KITAINDONESIASATU.COM – Meski dikenal kaya antioksidan yang mampu meredakan peradangan dan melindungi tubuh dari berbagai penyakit kronis, teh hijau juga memiliki potensi risiko jika dikonsumsi berlebihan. Kandungan kafeinnya dapat memicu sederet efek samping yang perlu diwaspadai.
1. Gangguan Pencernaan
Mayoritas orang dapat menikmati teh hijau tanpa masalah. Namun, suplemen ekstrak teh hijau dapat memicu sakit perut, mual, hingga sembelit, sebagaimana dijelaskan Very Well Health.

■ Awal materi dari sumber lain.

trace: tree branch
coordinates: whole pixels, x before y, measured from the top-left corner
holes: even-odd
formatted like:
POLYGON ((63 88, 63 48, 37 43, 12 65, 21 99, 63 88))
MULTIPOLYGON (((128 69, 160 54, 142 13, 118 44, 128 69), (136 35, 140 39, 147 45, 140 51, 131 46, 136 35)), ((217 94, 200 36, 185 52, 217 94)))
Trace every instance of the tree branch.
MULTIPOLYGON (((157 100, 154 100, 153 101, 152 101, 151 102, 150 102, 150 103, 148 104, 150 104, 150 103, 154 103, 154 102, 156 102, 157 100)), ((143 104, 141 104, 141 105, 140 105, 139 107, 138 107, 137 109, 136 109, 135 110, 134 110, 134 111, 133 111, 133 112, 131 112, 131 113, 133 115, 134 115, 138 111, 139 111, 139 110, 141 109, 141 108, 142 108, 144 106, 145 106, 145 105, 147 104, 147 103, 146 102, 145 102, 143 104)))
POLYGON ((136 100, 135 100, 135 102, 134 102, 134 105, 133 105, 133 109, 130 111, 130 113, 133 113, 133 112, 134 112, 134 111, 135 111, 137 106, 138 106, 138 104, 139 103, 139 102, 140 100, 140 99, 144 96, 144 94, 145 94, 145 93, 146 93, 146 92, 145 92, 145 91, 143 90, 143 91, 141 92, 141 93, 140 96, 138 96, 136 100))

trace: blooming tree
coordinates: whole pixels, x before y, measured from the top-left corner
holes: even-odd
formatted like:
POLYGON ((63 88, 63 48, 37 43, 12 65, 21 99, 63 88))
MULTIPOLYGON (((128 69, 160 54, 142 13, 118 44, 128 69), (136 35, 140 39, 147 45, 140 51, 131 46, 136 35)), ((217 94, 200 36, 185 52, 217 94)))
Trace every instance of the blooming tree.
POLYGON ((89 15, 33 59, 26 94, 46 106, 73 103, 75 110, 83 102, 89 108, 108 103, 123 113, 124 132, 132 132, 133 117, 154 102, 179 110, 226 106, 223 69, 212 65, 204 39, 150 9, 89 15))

2. Tekanan Darah Meningkat
Teh hijau aman dalam batas normal, tetapi konsumsi yang terlalu banyak bisa menyebabkan efek negatif akibat kafein. Lebih dari 400 mg kafein per hari dapat memicu tekanan darah naik, detak jantung cepat, sakit kepala, kecemasan, hingga sulit tidur.
3. Masalah Tidur
Kafein dalam jumlah tinggi berpotensi mengganggu kualitas tidur. Karena itu, teh hijau sebaiknya tidak diminum sebelum tidur. Konsumsi kafein berlebih di siang hari pun dapat meningkatkan rasa cemas yang kemudian memengaruhi kualitas tidur.
4. Menghambat Penyerapan Zat Besi
Teh hijau mengandung katekin yang bersifat sebagai antioksidan kuat. Namun senyawa ini dapat menghambat tubuh menyerap zat besi dari makanan, sehingga meningkatkan risiko anemia. Mereka yang kekurangan zat besi dianjurkan minum dalam jumlah kecil atau mengonsumsinya di antara waktu makan.
5. Potensi Kerusakan Hati
Meskipun jarang terjadi, teh hijau dapat menyebabkan masalah hati—terutama pada orang yang memiliki mutasi genetik tertentu. Kondisi ini lebih sering dikaitkan dengan konsumsi suplemen ekstrak teh hijau dibandingkan teh biasa. Penderita gangguan liver sebaiknya berkonsultasi dengan dokter.